MegaphoneBoyI learned something interesting from Krissy Clark at public radio’s Marketplace yesterday: the modern usage of the word “welfare” has its roots in children’s policy. As her story details, it was the Depression-era Aid to Dependent Children initiative that popularized “welfare” as a shorthand for an investment in the well-being of America’s children.

Of greater concern to kids’ advocates is how the term’s meaning – and especially its connotations – changed as a result of political pressure and public debate. During the 1960s, Congress responded to public concerns that ADC discouraged marriage by changing its structure and renaming it Aid to Families with Dependent Children. That linguistic subtlety changed the initiative’s connotations from a laser focus on children to a broader emphasis on adults, as well as kids. This laid the groundwork for President Ronald Reagan’s politically devastating “welfare queen” story during the 1970s.

That narrative, and its less hateful welfare-to-work variants, dominated the public debate over AFDC until the mid-1990s. In 1996, when Congress voted to replace it with today’s Temporary Assistance for Needy Families (TANF) block grant, the word “work” appears more times during the final House floor debate than the word “children.”

And voila: over the course of two generations, a critical anti-poverty was transformed in the public consciousness and the political arena from an investment in the well-being of children to a boondoggle that denies adults the dignity of work.

This is not just a historical lesson, but a struggle that goes on around us every day.

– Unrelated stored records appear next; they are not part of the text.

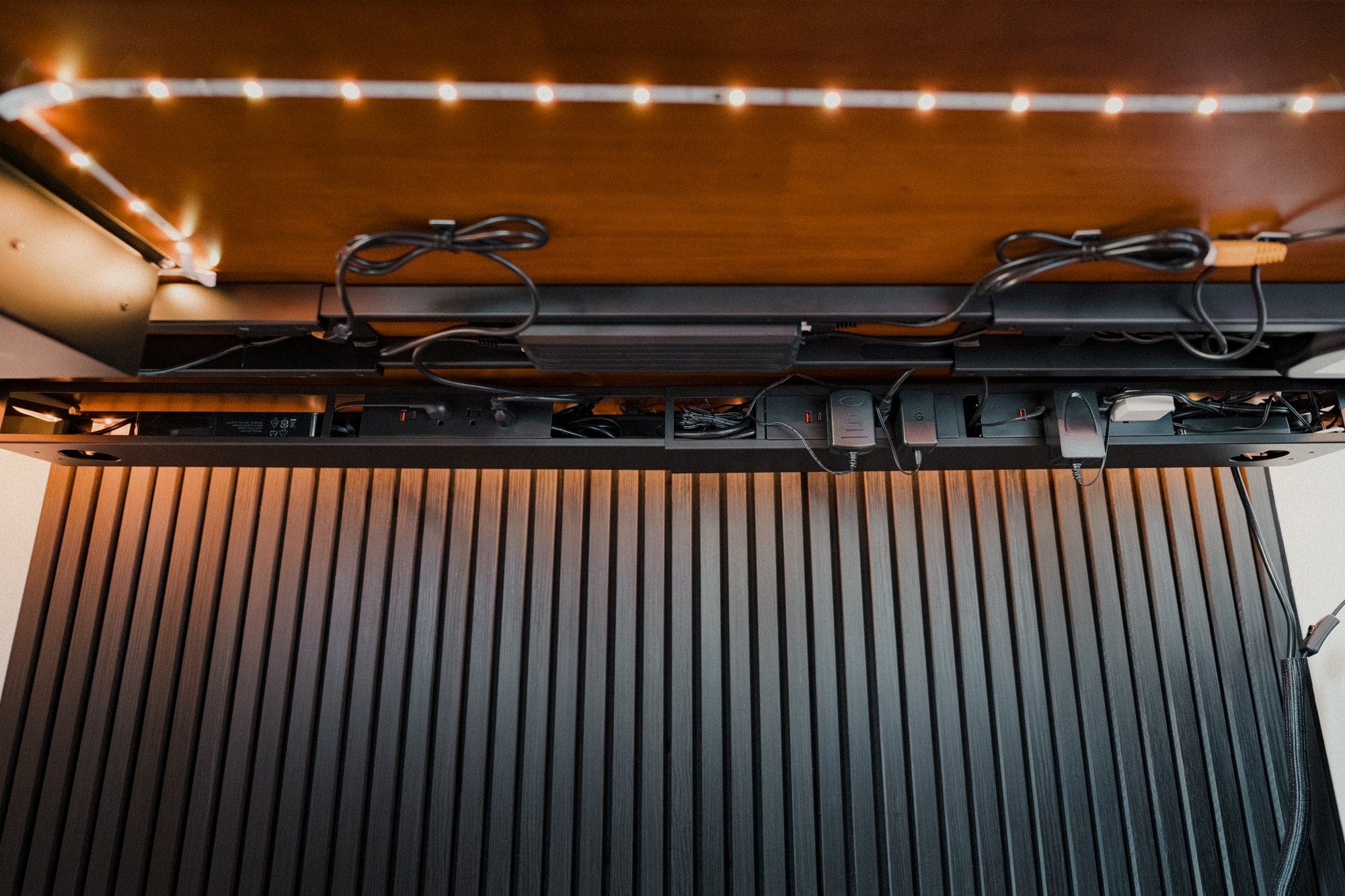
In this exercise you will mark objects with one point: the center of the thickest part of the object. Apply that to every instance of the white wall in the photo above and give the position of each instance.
(22, 485)
(1311, 499)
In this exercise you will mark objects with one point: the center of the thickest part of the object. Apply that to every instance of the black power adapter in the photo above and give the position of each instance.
(851, 423)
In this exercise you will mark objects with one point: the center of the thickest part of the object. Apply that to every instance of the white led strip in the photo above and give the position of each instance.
(26, 106)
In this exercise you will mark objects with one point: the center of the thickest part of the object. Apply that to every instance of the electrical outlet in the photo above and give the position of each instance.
(805, 413)
(457, 419)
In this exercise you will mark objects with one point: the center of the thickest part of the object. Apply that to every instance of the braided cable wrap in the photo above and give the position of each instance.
(1295, 692)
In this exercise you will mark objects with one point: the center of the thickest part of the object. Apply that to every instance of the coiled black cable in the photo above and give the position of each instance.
(488, 239)
(1172, 251)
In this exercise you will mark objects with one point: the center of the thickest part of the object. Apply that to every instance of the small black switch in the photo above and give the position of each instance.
(918, 420)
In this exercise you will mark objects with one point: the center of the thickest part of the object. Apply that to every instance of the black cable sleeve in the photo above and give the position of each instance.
(1295, 692)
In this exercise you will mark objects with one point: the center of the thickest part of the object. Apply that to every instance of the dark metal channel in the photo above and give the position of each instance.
(249, 680)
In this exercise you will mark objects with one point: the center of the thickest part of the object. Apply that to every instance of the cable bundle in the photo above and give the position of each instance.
(1165, 251)
(488, 239)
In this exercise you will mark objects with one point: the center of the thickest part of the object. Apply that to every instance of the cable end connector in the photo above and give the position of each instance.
(1246, 253)
(1317, 634)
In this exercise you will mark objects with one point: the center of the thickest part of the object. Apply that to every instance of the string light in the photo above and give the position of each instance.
(26, 104)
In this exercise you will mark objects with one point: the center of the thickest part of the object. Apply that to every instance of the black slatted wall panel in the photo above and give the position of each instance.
(301, 680)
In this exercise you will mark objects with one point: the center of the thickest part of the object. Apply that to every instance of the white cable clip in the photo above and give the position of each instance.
(188, 268)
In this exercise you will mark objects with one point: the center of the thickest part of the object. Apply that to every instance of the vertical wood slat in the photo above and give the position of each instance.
(157, 577)
(204, 493)
(88, 693)
(416, 680)
(46, 561)
(81, 594)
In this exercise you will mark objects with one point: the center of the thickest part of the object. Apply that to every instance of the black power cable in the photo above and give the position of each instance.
(1172, 251)
(488, 239)
(1296, 721)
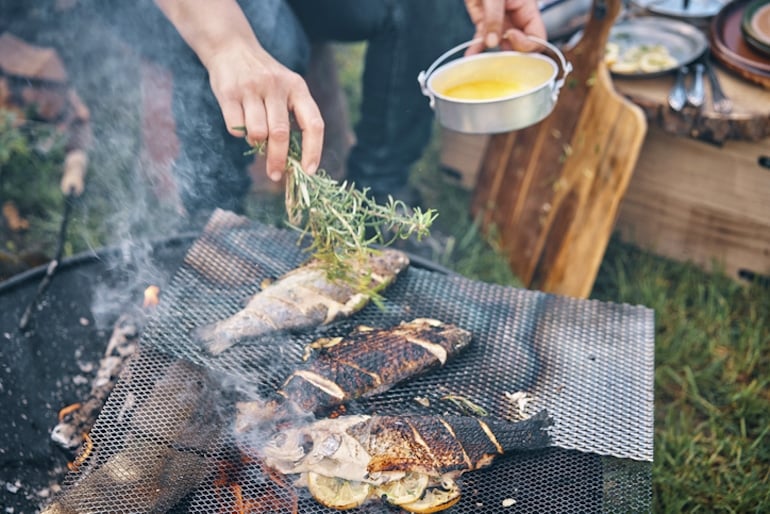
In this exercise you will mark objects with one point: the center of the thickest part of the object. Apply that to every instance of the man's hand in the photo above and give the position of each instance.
(506, 23)
(257, 92)
(253, 89)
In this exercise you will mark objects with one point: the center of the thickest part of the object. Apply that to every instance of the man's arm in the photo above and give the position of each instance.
(253, 89)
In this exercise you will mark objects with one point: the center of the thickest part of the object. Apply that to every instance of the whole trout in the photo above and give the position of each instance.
(418, 456)
(364, 363)
(304, 297)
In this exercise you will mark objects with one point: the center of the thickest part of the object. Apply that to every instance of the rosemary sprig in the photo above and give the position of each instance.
(343, 222)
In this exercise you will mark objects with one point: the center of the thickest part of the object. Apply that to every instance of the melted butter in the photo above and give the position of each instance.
(483, 90)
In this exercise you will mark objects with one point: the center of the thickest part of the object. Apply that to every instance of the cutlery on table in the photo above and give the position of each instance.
(677, 97)
(719, 101)
(696, 94)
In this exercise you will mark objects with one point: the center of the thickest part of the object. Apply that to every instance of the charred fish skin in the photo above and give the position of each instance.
(452, 444)
(370, 361)
(303, 297)
(376, 449)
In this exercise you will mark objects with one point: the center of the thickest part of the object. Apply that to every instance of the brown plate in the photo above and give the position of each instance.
(731, 49)
(756, 25)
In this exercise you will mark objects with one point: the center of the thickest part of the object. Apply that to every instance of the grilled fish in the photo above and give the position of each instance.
(371, 361)
(302, 298)
(410, 461)
(366, 362)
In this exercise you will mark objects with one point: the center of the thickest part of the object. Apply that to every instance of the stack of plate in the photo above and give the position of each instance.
(740, 39)
(756, 25)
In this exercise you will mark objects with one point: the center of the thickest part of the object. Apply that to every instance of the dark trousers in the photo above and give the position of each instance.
(403, 38)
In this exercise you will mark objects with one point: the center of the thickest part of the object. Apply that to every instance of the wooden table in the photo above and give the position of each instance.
(700, 191)
(749, 121)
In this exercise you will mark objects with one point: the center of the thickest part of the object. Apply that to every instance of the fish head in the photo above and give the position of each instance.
(388, 263)
(323, 447)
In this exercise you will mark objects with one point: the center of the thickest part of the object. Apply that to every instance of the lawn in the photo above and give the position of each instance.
(712, 347)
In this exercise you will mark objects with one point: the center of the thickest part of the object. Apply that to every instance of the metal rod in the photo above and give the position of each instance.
(52, 266)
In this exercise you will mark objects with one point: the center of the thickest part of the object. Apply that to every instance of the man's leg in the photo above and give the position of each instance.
(404, 37)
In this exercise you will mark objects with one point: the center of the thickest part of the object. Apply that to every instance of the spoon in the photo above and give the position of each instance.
(677, 97)
(721, 103)
(696, 94)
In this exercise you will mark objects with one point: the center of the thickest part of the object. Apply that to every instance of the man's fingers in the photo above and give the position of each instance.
(279, 134)
(312, 125)
(232, 112)
(517, 40)
(256, 120)
(492, 22)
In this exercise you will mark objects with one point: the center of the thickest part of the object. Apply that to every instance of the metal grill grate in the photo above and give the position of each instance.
(168, 424)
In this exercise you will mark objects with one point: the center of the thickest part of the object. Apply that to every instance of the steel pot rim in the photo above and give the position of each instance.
(425, 78)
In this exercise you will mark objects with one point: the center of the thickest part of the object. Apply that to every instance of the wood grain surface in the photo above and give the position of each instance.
(552, 190)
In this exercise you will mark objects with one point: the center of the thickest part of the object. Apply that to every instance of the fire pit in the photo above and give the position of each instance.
(49, 366)
(167, 432)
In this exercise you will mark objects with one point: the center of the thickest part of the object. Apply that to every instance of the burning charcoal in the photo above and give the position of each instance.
(68, 433)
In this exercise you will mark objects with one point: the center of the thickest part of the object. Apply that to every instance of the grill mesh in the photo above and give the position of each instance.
(166, 431)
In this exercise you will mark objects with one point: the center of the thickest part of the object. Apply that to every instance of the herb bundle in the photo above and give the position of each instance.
(344, 224)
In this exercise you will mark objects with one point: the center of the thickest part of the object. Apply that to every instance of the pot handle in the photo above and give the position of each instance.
(566, 66)
(422, 78)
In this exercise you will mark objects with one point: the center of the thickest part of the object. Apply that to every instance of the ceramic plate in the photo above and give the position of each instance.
(756, 24)
(684, 42)
(677, 9)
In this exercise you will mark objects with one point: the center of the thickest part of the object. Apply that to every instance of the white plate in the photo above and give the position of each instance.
(675, 8)
(684, 42)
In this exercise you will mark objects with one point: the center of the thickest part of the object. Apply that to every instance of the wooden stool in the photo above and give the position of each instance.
(553, 190)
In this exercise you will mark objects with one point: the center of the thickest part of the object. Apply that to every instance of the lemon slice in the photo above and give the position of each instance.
(434, 500)
(656, 61)
(406, 490)
(337, 493)
(611, 53)
(624, 67)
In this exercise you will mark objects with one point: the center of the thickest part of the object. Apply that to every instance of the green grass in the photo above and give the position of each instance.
(712, 351)
(712, 335)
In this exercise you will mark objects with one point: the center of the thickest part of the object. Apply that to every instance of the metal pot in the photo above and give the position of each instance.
(535, 76)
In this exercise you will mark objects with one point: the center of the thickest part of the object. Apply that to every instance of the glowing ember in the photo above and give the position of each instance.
(151, 296)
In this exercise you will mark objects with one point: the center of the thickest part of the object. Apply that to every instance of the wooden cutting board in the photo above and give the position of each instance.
(552, 190)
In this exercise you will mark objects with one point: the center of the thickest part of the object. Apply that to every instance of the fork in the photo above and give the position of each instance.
(678, 95)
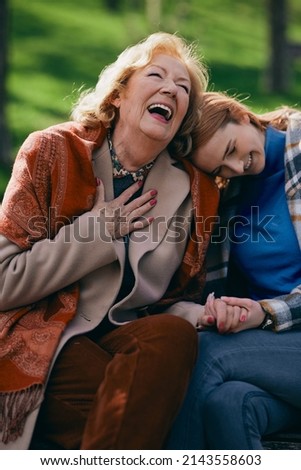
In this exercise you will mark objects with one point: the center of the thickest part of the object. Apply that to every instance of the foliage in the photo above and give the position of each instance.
(59, 46)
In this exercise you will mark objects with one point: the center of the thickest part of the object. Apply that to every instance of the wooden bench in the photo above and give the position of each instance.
(283, 441)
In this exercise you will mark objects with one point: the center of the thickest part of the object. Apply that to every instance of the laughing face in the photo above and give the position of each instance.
(155, 100)
(234, 150)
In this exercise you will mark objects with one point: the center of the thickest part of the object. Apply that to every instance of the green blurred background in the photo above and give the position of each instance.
(58, 46)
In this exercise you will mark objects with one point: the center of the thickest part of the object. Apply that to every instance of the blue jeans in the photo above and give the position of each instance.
(244, 386)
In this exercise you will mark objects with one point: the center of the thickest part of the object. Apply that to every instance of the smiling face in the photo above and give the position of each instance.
(234, 150)
(154, 101)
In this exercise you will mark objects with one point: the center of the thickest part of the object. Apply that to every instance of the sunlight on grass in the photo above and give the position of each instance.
(58, 46)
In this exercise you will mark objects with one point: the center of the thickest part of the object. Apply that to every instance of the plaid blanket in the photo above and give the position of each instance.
(286, 309)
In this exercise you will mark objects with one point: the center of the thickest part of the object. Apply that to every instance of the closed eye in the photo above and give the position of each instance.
(186, 88)
(154, 74)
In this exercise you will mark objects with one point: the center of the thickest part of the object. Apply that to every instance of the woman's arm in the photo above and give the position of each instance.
(50, 265)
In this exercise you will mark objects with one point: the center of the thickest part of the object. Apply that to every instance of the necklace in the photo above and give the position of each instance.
(118, 169)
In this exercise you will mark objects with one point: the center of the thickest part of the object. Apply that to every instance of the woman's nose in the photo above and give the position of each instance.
(236, 165)
(170, 87)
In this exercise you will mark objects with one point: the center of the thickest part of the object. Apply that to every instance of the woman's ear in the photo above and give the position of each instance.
(116, 101)
(245, 119)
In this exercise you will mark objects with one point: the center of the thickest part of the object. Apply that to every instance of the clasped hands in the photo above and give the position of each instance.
(231, 314)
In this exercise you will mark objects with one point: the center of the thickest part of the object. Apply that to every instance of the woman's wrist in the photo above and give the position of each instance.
(267, 322)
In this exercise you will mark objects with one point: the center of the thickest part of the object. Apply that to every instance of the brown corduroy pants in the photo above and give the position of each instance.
(121, 392)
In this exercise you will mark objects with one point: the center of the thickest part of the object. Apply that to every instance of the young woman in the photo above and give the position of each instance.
(247, 385)
(83, 261)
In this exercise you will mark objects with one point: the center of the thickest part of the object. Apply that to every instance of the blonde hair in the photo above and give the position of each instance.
(95, 105)
(218, 109)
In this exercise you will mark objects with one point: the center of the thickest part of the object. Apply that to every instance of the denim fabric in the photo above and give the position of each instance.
(244, 386)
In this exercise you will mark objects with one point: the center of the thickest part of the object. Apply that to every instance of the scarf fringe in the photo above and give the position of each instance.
(14, 409)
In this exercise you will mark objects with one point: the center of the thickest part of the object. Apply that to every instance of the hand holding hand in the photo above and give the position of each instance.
(232, 314)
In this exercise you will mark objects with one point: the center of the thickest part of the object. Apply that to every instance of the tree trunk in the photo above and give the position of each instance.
(4, 138)
(278, 75)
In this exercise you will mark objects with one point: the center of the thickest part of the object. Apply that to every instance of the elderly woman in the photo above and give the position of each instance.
(96, 228)
(247, 385)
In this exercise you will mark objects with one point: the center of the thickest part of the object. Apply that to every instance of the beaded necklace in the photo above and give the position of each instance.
(118, 169)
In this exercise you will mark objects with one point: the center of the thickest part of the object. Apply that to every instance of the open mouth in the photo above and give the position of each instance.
(249, 162)
(161, 109)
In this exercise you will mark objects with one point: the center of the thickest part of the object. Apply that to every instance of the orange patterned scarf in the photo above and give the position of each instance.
(189, 280)
(53, 171)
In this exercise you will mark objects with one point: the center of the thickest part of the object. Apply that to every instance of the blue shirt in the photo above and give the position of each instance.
(264, 245)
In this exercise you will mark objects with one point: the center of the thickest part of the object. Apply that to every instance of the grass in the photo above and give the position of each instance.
(56, 47)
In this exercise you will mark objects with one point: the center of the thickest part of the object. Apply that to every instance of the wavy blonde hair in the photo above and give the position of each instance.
(217, 109)
(95, 105)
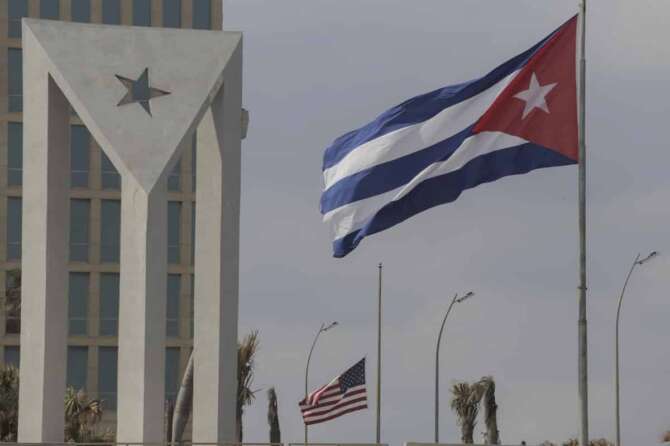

Today, one of the most important debates is over the meaning of the word “flexibility,” which is uttered by a new generation of “welfare” reformers as a near-magical incantation that validates their Medicaid schemes. As Voices for Utah Children’s Lincoln Nehring shows us, advocates for kids don’t have to sit on the sidelines.

And it’s important that we stay in the game. Otherwise, we might find ourselves 30 years from now wondering how a war of words cost so many children so much.